Mardánish suspiró. A fin de cuentas, sus males habían pasado y Valencia estaba otra vez en su poder. Además, Zobeyda bint Hamusk le había librado de un plumazo de la sombra amenazante de Ramón Berenguer. Una mujer había defendido su reino sin necesidad de dirigir una campaña militar, y ahora él se veía libre para extender sus dominios en el Sharq sumando las prósperas ciudades de Baza y Guadix. Al año siguiente estaría a las puertas de Granada.
—Sé qué pasa por tu mente, mi señor. —Abú Amir, que había permanecido sentado y largándose tragos de vino mientras hablaba, se levantó ahora y se puso frente a Mardánish—. En Zobeyda tienes un gran apoyo, y sería sabio por tu parte aprovechar sus cualidades, que no encontrarás en hombre alguno en este reino. Sin embargo, lo que ha ocurrido en Valencia conmoverá el Sharq y traspasará sus fronteras. Ahora más que nunca deberás cuidarte de tus enemigos.

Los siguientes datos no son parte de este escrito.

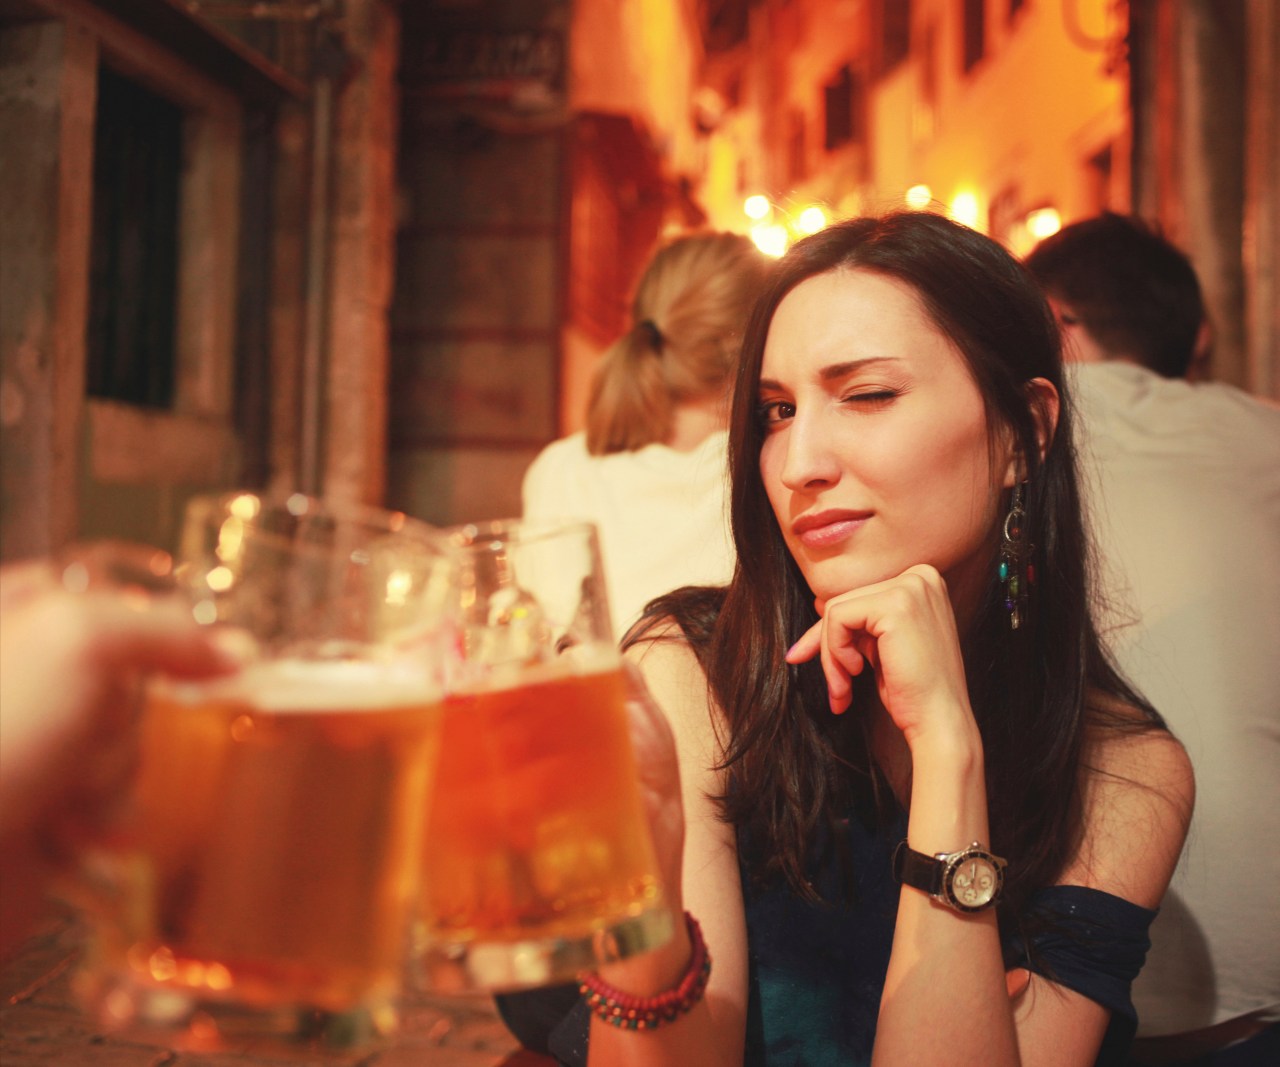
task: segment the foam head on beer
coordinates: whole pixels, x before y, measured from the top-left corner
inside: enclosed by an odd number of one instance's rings
[[[439,672],[410,656],[358,659],[284,656],[249,663],[238,674],[213,682],[161,683],[179,702],[243,700],[255,711],[351,714],[383,711],[404,704],[435,704],[441,696]]]

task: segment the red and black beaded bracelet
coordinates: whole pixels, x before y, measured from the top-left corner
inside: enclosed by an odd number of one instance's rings
[[[707,980],[711,977],[711,954],[698,920],[687,911],[684,918],[693,943],[693,955],[678,986],[653,997],[633,997],[607,985],[598,974],[589,974],[578,985],[587,1007],[610,1026],[654,1030],[664,1023],[675,1022],[697,1004],[706,993]]]

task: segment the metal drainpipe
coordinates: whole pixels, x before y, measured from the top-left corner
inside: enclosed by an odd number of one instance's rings
[[[333,5],[324,5],[332,13]],[[319,32],[325,32],[320,20]],[[317,72],[311,98],[311,189],[307,220],[305,313],[302,341],[302,412],[298,488],[312,496],[324,492],[324,405],[329,365],[329,186],[333,167],[334,76]]]

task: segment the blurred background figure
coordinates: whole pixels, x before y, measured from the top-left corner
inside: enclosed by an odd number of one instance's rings
[[[728,233],[660,248],[631,328],[596,368],[586,430],[552,442],[525,475],[525,518],[598,526],[615,637],[653,597],[733,574],[729,390],[767,262]]]
[[[1104,637],[1196,771],[1191,833],[1134,986],[1135,1055],[1274,1064],[1280,410],[1185,380],[1207,347],[1200,286],[1141,221],[1067,226],[1027,264],[1079,361]]]
[[[1073,223],[1027,263],[1049,292],[1069,359],[1206,377],[1212,330],[1195,268],[1141,219],[1106,212]]]

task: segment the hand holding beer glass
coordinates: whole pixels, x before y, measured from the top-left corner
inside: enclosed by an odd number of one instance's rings
[[[509,990],[673,932],[595,528],[458,527],[463,648],[428,806],[420,944],[442,991]]]
[[[107,1025],[335,1047],[396,1023],[439,738],[439,541],[301,495],[192,501],[176,577],[254,652],[147,686],[127,811],[85,856]]]

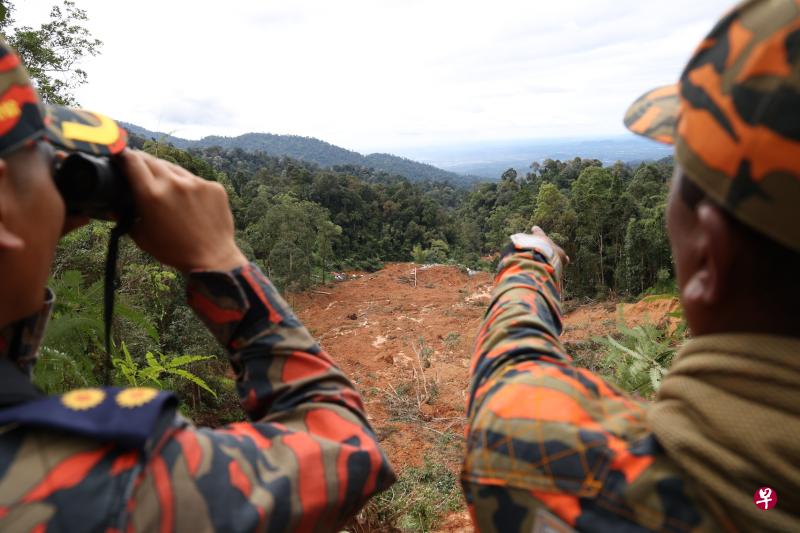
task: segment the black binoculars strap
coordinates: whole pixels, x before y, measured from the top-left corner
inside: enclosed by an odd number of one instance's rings
[[[114,291],[117,289],[117,256],[119,255],[119,239],[128,233],[133,226],[133,215],[123,215],[111,230],[106,255],[106,272],[103,283],[103,322],[106,336],[106,361],[103,371],[104,384],[111,385],[111,323],[114,319]]]

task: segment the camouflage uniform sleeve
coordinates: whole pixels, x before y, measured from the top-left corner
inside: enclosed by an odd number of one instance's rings
[[[167,432],[132,499],[135,530],[328,531],[391,485],[358,393],[256,266],[193,273],[188,298],[252,422]]]
[[[542,513],[581,527],[610,472],[632,479],[652,462],[628,446],[642,409],[559,341],[558,278],[544,253],[512,244],[478,332],[462,485],[480,531],[531,531]]]

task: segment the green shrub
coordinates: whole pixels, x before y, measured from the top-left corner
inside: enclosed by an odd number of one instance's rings
[[[450,257],[450,246],[441,239],[433,239],[430,247],[423,249],[420,244],[415,244],[411,250],[414,262],[420,265],[447,263]]]
[[[686,338],[681,324],[674,331],[669,324],[643,324],[629,328],[618,326],[614,336],[593,339],[606,350],[600,363],[601,371],[619,387],[652,397],[669,371],[672,359]]]
[[[201,389],[216,397],[208,383],[203,378],[186,370],[186,366],[198,361],[214,359],[213,355],[164,355],[162,353],[147,352],[144,356],[144,364],[131,357],[131,353],[125,343],[122,343],[123,357],[112,358],[114,368],[117,369],[119,377],[128,385],[140,387],[150,385],[164,388],[162,380],[166,377],[179,380],[186,380],[194,383]]]
[[[42,346],[39,351],[33,383],[46,394],[99,385],[87,357],[73,357],[50,346]]]

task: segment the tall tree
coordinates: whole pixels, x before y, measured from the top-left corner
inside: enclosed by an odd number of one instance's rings
[[[16,27],[13,13],[14,4],[0,0],[0,35],[16,48],[42,100],[77,105],[74,91],[88,81],[80,62],[98,55],[103,44],[86,29],[86,11],[63,0],[50,9],[50,20],[38,29]]]
[[[552,183],[543,183],[536,197],[531,223],[541,226],[556,242],[571,244],[577,215],[569,199]]]
[[[578,268],[583,270],[579,280],[588,289],[594,277],[598,292],[609,287],[613,279],[608,259],[613,257],[609,253],[609,234],[610,226],[615,222],[612,218],[614,181],[608,169],[589,166],[572,182],[572,204],[577,214]],[[609,276],[609,270],[612,276]]]

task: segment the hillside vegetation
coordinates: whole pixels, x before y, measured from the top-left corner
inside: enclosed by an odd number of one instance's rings
[[[508,170],[499,181],[467,190],[238,148],[187,152],[140,137],[132,142],[228,184],[245,248],[287,288],[307,287],[326,269],[381,261],[478,267],[508,235],[533,224],[551,232],[573,259],[569,295],[638,294],[672,278],[663,216],[669,160],[636,168],[546,160],[525,175]],[[305,220],[313,220],[307,235],[297,229]],[[292,259],[282,259],[287,256]]]
[[[498,182],[466,190],[239,149],[185,151],[136,136],[132,144],[222,183],[240,247],[286,293],[324,283],[332,271],[376,270],[387,261],[491,269],[508,235],[532,224],[547,229],[572,258],[564,281],[568,298],[670,288],[663,217],[668,162],[630,168],[548,160],[524,176],[508,171]],[[52,284],[62,295],[39,368],[48,390],[98,380],[91,369],[101,367],[103,353],[99,287],[108,233],[107,224],[95,222],[60,244]],[[221,355],[184,304],[179,276],[131,243],[123,246],[120,264],[114,333],[134,362],[144,364],[147,353],[167,360],[186,353]],[[67,353],[83,355],[60,357]],[[118,379],[126,378],[121,373]],[[192,391],[202,396],[199,388]]]

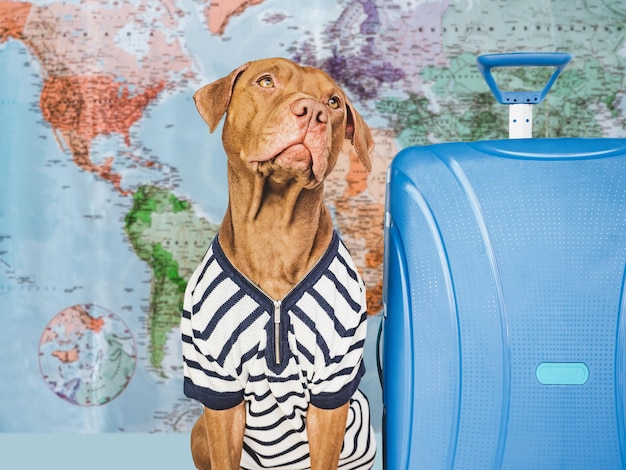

Nuestras costumbres se han relajado tras librarnos de los almorávides, pero el hecho de que tu favorita actúe como lo ha hecho pondrá en tu contra a no pocos hombres de Dios. Y por si eso fuera poco, la profanación de la mezquita aljama es un sacrilegio como no se recuerda otro en al-Ándalus. Tus enemigos almohades también se enterarán pronto de lo sucedido. Para ellos eres poco menos que un infiel, ya lo sabes, pero a partir de ahora pasarás a representar al propio Iblís.
Mardánish miró alternativamente a Alfonso y a Abú Amir. Su pecho se henchía de amor por Zobeyda, e imaginaba qué pensaría el califa Abd al-Mumín cuando supiera lo ocurrido. Aquello sirvió para endurecer más aún su convicción: Zobeyda misma era su modo de vida, el orgullo por un reino que estaba construyendo a su manera, sin obedecer a señor alguno, fuera cristiano o musulmán. Caminó hasta el ventanuco orientado al mediodía y su vista se perdió entre los nubarrones negros que se adivinaban a lo lejos. Los almohades se aproximaban y amenazaban con destruir los sueños de Mardánish, pero él protegería el Sharq. Protegería a Zobeyda.